The median age in the village was 38.2 years. 27.8% of residents were under the age of 18; 6.4% were between the ages of 18 and 24; 26.4% were from 25 to 44; 27.4% were from 45 to 64; and 12% were 65 years of age or older. The gender makeup of the village was 49.8% male and 50.2% female.

===2000 census===
As of the census of 2000, there were 2,909 people, 1,073 households, and 792 families living in the village. The population density was 1,410.5 PD/sqmi. There were 1,131 housing units at an average density of 548.4 /sqmi. The racial makeup of the village was 98.28% White, 0.03% African American, 0.38% Native American, 0.52% Asian, 0.14% from other races, and 0.65% from two or more races. Hispanic or Latino of any race were 0.31% of the population.
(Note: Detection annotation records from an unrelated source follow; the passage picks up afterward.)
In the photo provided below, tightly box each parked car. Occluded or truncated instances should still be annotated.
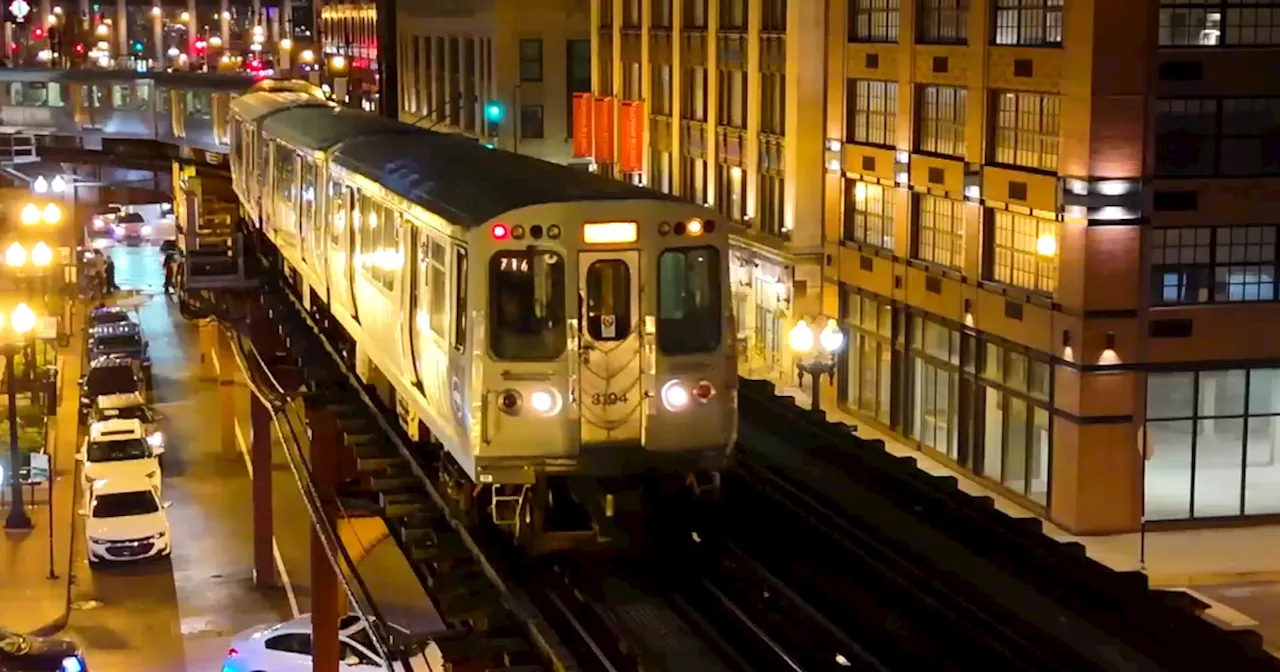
[78,474,172,566]
[88,392,164,448]
[223,614,444,672]
[111,212,151,244]
[79,355,147,420]
[0,627,87,672]
[76,420,164,488]
[88,306,133,332]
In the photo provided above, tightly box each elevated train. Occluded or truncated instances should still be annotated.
[230,84,737,552]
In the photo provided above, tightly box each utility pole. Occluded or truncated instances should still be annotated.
[376,0,399,119]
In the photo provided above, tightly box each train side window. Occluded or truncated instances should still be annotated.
[453,247,467,352]
[586,259,631,340]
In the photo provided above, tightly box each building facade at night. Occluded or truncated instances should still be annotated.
[589,0,1280,534]
[397,0,591,168]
There were 1,073 households, out of which 40.4% had children under the age of 18 living with them, 64.6% were married couples living together, 6.6% had a female householder with no husband present, and 26.1% were non-families. 24.4% of all households were made up of individuals, and 11.1% had someone living alone who was 65 years of age or older. The average household size was 2.71 and the average family size was 3.26.

In the village, the population was spread out, with 31.6% under the age of 18, 6.5% from 18 to 24, 30.4% from 25 to 44, 19.7% from 45 to 64, and 11.8% who were 65 years of age or older. The median age was 34 years. For every 100 females there were 96.7 males. For every 100 females age 18 and over, there were 95.0 males.
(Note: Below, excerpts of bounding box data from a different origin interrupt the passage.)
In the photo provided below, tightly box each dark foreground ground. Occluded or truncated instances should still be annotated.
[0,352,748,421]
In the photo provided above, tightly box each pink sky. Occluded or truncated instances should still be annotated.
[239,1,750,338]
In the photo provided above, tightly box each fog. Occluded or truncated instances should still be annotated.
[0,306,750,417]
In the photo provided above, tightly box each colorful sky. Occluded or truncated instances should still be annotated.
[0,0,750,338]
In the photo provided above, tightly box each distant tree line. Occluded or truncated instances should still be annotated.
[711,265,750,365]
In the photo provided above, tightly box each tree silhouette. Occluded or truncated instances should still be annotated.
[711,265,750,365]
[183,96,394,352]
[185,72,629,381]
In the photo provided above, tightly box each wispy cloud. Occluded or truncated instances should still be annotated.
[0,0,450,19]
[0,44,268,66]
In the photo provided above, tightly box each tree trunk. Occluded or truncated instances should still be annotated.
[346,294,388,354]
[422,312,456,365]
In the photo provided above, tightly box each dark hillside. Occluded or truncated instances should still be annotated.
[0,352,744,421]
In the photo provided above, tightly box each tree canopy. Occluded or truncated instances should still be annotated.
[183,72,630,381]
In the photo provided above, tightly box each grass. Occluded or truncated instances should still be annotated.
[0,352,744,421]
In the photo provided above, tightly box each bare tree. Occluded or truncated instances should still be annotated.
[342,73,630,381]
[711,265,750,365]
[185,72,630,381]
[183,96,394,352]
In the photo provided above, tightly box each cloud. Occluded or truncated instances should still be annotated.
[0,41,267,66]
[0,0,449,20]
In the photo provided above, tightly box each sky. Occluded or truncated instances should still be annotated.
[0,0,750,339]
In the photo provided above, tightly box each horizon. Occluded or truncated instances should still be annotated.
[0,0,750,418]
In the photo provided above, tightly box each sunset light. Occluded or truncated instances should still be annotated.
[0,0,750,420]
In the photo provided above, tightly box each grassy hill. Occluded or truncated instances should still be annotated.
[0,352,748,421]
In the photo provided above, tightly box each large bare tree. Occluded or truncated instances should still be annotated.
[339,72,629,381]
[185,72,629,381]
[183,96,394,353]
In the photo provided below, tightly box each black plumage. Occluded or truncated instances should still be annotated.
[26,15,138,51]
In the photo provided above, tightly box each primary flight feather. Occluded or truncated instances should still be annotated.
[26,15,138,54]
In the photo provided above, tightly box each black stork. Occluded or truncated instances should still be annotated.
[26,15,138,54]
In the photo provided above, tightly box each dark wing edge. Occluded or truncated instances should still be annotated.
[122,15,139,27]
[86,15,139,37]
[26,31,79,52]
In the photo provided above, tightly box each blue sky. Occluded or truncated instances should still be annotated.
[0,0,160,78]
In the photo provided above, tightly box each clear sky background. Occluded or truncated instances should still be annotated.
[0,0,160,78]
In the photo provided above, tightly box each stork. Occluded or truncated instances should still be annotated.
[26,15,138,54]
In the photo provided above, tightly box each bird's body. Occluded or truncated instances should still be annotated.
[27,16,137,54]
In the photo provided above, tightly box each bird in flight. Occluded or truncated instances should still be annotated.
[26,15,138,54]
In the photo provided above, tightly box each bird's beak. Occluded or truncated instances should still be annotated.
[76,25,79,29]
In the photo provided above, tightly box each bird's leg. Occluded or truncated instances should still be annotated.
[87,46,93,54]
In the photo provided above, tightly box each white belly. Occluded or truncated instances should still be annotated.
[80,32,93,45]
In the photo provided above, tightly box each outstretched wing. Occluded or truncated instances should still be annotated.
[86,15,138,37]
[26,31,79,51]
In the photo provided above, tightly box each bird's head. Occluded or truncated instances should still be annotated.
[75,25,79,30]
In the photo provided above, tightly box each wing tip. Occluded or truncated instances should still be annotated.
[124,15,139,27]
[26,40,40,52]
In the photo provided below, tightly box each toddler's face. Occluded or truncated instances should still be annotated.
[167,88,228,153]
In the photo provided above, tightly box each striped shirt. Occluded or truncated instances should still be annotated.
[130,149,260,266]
The median income for a household in the village was $51,643, and the median income for a family was $61,011. Males had a median income of $37,324 versus $24,979 for females. The per capita income for the village was $20,401. About 0.8% of families and 1.4% of the population were below the poverty line, including none of those under age 18 and 3.1% of those age 65 or over.

==Education==
The New Bremen Local Schools system consists of a high school (New Bremen High School), middle school, and elementary school. New Bremen has a public library, a branch of the Auglaize County Public Library.

==Notable people==

- Edward Conradi, President Florida State College for Women (1909-1941; now Florida State University).
- Whitey Guese, baseball player.
- Al Huenke, baseball player.
- Jim Melchert, ceramicist, sculptor, director of the Visual Arts Program of the National Endowment for the Arts, director of the American Academy in Rome.